Следствие не снизошло до того, чтобы обосновать и объяснить свои расчеты относительно частоты, времени и характера наших встреч при том, что наружное наблюдение, в соответствии с официальными документами, было установлено лишь в январе 1996 года. И, как подчеркивалось, это наблюдение было «плотным и круглосуточным». Суд же, как выяснилось, такие мелочи не интересовали. Я неоднократно слышал в ответ на свои недоуменные вопросы, что у суда нет оснований не доверять следствию.

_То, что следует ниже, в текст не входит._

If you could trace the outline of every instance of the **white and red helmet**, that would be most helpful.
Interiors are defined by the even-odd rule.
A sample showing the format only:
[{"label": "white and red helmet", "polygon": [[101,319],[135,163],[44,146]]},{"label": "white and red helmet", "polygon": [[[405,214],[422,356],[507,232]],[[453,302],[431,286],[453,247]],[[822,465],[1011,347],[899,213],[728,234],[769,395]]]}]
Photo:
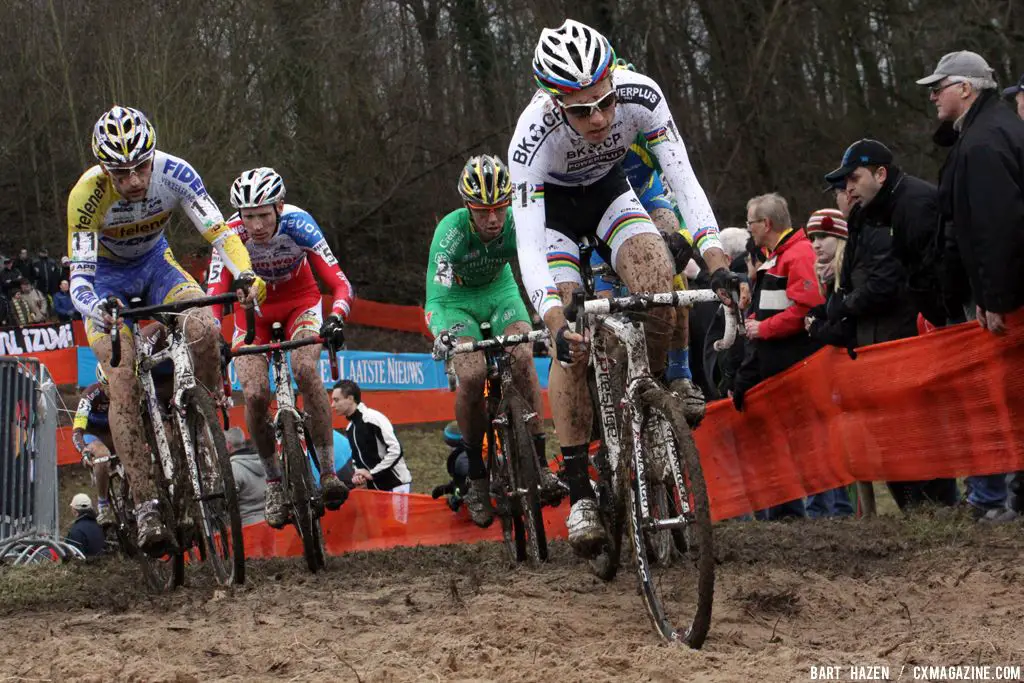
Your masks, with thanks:
[{"label": "white and red helmet", "polygon": [[244,171],[231,183],[231,206],[236,209],[255,209],[283,199],[285,180],[268,166]]}]

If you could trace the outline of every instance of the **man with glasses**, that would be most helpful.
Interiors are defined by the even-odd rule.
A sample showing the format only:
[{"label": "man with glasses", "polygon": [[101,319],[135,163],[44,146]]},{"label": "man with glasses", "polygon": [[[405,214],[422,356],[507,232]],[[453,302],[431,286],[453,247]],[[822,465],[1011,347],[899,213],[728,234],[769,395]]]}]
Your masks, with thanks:
[{"label": "man with glasses", "polygon": [[[519,296],[510,262],[516,255],[516,232],[509,205],[512,182],[498,157],[482,155],[466,162],[459,178],[459,194],[465,203],[445,216],[430,245],[427,263],[427,326],[437,337],[447,331],[459,342],[480,340],[480,323],[489,323],[495,335],[525,334],[531,330],[529,313]],[[522,395],[537,414],[529,422],[545,497],[555,498],[558,480],[548,469],[541,415],[541,385],[534,368],[531,349],[520,344],[511,350],[512,372]],[[486,365],[483,353],[456,356],[453,368],[459,378],[455,413],[469,459],[469,493],[466,507],[478,526],[488,526],[495,517],[483,464],[486,413],[483,384]]]},{"label": "man with glasses", "polygon": [[[982,329],[1005,335],[1024,318],[1024,121],[1002,102],[993,71],[974,52],[950,52],[935,73],[918,81],[929,86],[941,123],[935,141],[949,146],[939,175],[939,210],[946,221],[947,271],[967,282]],[[954,267],[955,266],[955,267]],[[971,477],[973,512],[1009,520],[1024,510],[1021,473],[1008,486],[1002,475]]]},{"label": "man with glasses", "polygon": [[[164,237],[175,209],[185,213],[233,273],[252,274],[245,246],[227,228],[203,179],[184,160],[158,151],[156,138],[153,124],[138,110],[115,106],[103,114],[92,131],[92,153],[99,163],[79,178],[68,200],[72,301],[86,321],[89,345],[110,381],[114,445],[135,499],[138,545],[152,553],[173,539],[161,519],[150,478],[131,333],[122,327],[121,365],[112,368],[114,321],[103,300],[114,296],[127,304],[137,296],[153,305],[203,296],[174,260]],[[262,281],[253,276],[244,303],[262,300],[263,289]],[[207,387],[219,387],[219,334],[212,314],[190,312],[184,329],[198,379]]]},{"label": "man with glasses", "polygon": [[[593,409],[587,347],[563,312],[582,286],[578,245],[584,237],[596,238],[602,258],[633,292],[668,292],[675,273],[665,242],[623,172],[638,133],[693,230],[713,288],[728,297],[737,287],[660,87],[641,74],[612,71],[614,60],[608,40],[588,26],[567,19],[545,29],[534,55],[540,91],[520,115],[509,146],[519,265],[559,361],[551,369],[551,405],[572,502],[569,543],[583,555],[600,549],[605,530],[588,475]],[[659,308],[646,326],[655,374],[665,367],[675,317],[675,310]]]}]

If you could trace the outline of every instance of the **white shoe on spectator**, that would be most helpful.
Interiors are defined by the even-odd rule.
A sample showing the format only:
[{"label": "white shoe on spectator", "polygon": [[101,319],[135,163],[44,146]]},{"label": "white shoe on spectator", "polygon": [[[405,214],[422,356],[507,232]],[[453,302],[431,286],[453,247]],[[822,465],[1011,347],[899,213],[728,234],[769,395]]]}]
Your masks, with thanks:
[{"label": "white shoe on spectator", "polygon": [[597,555],[608,540],[604,524],[601,523],[597,501],[592,498],[584,498],[572,504],[568,519],[565,520],[565,528],[569,532],[569,545],[583,557]]}]

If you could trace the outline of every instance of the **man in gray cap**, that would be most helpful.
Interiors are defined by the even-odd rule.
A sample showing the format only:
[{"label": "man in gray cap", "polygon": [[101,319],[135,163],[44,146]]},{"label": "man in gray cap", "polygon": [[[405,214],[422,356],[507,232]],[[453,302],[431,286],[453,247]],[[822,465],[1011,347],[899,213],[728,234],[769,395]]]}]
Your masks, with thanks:
[{"label": "man in gray cap", "polygon": [[1024,76],[1021,80],[1002,91],[1004,97],[1013,97],[1017,104],[1017,116],[1024,119]]},{"label": "man in gray cap", "polygon": [[248,526],[263,519],[263,498],[266,492],[266,471],[252,441],[239,427],[224,432],[227,453],[231,456],[231,474],[239,492],[239,512],[242,524]]},{"label": "man in gray cap", "polygon": [[[1024,121],[999,101],[992,70],[974,52],[951,52],[930,87],[942,122],[935,141],[951,147],[939,174],[939,210],[946,224],[946,285],[974,300],[978,324],[994,335],[1024,325]],[[958,271],[958,282],[950,273]],[[1019,488],[1020,474],[1010,482]],[[1002,475],[969,477],[976,514],[1013,518]]]}]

Так вот, согласно данным наружного наблюдения, встретившись с Чо в январе 1996 года, в следующий раз мы увиделись в марте и до середины сентября не встречались — летом у всех отпускной период. И следствие в обвинительном заключении, и суд в приговоре сами приводят эти данные. Но одновременно эти же документы парадоксальным образом содержат утверждения, что «в ходе встреч с Чо Сон У» я каждый месяц с января по август 1996 года предавал ему сведения и документы. Верхом же абсурда выглядит утверждение, что передача некоторых документов и информации состоялась в конце мая. Именно в те дни я сопровождал председателя Госдумы Г. Н. Селезнева в его визите в КНДР и Монголию и находился в Пхеньяне. Что такое алиби, подтвержденное самой же ФСБ, коли есть твердая установка осудить и гарантирована полная безнаказанность?